Kinesis Data Analytics Flink: Continually Increasing Checkpoint Size

1.6k Views Asked by At

I am running a Flink application using the AWS Kinesis Data Analytics (KDA) service. My KDA Flink application last checkpoint size appears to be growing steadily over time. The sudden drops in checkpoint size you can see in the attached graph correspond with when I pushed changes out to the app, causing it to take a snapshot, update, and then restore from the snapshot. My concern is that once the application is no longer being actively developed, changes will not be deployed as regularly, and the checkpoint size could grow to eventually be too large.

Does anyone know what would cause the checkpoint size to grow continuously without end? I am using State TTL on all significant state and removing state in application code when it is no longer needed. Does the checkpoint size increasing indicate I have a bug in the code that handles state, or is something else potentially at play here?

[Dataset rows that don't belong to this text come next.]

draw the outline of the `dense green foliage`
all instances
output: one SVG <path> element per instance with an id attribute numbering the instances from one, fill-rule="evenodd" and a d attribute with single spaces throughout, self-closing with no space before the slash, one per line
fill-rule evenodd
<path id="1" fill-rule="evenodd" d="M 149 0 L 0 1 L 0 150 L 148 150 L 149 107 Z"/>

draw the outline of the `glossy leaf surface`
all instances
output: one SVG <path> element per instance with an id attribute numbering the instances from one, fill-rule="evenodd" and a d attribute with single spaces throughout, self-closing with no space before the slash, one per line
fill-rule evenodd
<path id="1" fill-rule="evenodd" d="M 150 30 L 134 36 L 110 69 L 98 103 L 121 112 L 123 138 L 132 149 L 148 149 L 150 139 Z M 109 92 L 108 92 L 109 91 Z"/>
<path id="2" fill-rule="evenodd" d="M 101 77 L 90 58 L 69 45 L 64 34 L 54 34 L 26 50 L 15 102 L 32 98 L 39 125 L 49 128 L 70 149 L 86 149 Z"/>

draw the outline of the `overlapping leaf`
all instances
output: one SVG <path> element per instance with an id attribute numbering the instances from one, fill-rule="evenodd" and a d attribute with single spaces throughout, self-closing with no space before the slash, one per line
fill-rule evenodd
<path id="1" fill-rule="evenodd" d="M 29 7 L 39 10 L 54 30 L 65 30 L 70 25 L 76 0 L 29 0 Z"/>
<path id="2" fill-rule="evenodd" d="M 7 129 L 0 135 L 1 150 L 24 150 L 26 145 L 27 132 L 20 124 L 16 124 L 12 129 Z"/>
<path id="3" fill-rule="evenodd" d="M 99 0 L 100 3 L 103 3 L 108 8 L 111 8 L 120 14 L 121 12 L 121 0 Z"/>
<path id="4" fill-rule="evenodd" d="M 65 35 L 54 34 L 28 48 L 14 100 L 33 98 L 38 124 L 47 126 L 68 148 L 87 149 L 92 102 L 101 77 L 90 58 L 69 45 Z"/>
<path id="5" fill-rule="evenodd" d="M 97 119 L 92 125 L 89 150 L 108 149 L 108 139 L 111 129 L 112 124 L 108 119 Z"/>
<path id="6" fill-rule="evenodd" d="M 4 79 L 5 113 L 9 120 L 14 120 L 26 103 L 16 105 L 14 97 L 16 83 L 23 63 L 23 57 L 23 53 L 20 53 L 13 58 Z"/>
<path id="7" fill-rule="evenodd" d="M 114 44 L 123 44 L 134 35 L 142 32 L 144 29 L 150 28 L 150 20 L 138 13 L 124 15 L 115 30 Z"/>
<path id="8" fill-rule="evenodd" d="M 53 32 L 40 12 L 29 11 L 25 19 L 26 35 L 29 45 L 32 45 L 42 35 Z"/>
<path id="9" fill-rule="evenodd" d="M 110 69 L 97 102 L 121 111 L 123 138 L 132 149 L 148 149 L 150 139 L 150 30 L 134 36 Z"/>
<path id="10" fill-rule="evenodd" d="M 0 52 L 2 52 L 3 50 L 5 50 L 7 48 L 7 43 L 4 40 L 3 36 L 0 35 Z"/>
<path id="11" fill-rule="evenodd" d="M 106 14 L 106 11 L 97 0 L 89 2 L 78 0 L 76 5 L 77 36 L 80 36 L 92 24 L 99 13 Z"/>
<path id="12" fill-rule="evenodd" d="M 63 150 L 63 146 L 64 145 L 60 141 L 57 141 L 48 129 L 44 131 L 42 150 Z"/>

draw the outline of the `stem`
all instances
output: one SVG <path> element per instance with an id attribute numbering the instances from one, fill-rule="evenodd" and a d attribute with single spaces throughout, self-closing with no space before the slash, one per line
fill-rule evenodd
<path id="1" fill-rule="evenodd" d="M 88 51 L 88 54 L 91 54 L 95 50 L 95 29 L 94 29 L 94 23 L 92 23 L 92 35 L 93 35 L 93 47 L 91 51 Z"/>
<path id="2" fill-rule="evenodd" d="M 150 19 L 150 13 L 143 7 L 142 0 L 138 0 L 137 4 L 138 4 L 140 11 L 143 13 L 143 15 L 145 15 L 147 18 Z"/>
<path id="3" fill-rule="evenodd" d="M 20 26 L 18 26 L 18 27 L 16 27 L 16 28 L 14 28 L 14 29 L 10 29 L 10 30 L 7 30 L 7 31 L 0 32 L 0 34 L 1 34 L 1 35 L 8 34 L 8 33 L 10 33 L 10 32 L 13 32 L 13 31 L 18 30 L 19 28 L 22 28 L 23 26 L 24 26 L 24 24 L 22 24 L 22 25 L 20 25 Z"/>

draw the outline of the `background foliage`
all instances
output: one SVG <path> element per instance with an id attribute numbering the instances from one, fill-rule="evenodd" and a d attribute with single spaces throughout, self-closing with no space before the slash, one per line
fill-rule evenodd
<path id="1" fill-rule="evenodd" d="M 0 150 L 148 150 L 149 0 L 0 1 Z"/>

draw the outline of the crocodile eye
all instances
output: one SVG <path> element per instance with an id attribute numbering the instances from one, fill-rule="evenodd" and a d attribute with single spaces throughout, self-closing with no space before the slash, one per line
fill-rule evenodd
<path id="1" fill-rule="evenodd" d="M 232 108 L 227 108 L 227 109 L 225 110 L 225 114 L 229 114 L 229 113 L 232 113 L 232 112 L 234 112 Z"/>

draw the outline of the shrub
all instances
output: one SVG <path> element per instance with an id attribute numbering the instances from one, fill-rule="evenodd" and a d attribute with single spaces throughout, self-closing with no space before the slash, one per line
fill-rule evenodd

Continually Increasing Checkpoint Size

1

There are 1 best solutions below

2
On

Update: See https://stackoverflow.com/a/67435073/2000823 for a better answer.


AWS Kinesis Data Analytics (KDA) is currently based on Flink 1.8, where this documentation regarding state cleanup applies.

Note that

by default if expired state is not read, it won’t be removed, possibly leading to ever growing state

You can also activate cleanup during full snapshots (which seems to be occurring), and background cleanup (which sounds like what you want). Note that for some workloads, even if background cleanup is enabled, the default settings for background cleanup might be insufficient to keep up with the rate at which state should be cleaned up, and some tuning might be necessary.

By the way, background cleanup is enabled by default since Flink 1.10.

If this doesn't answer your question, please clarify precisely how state TTL is configured.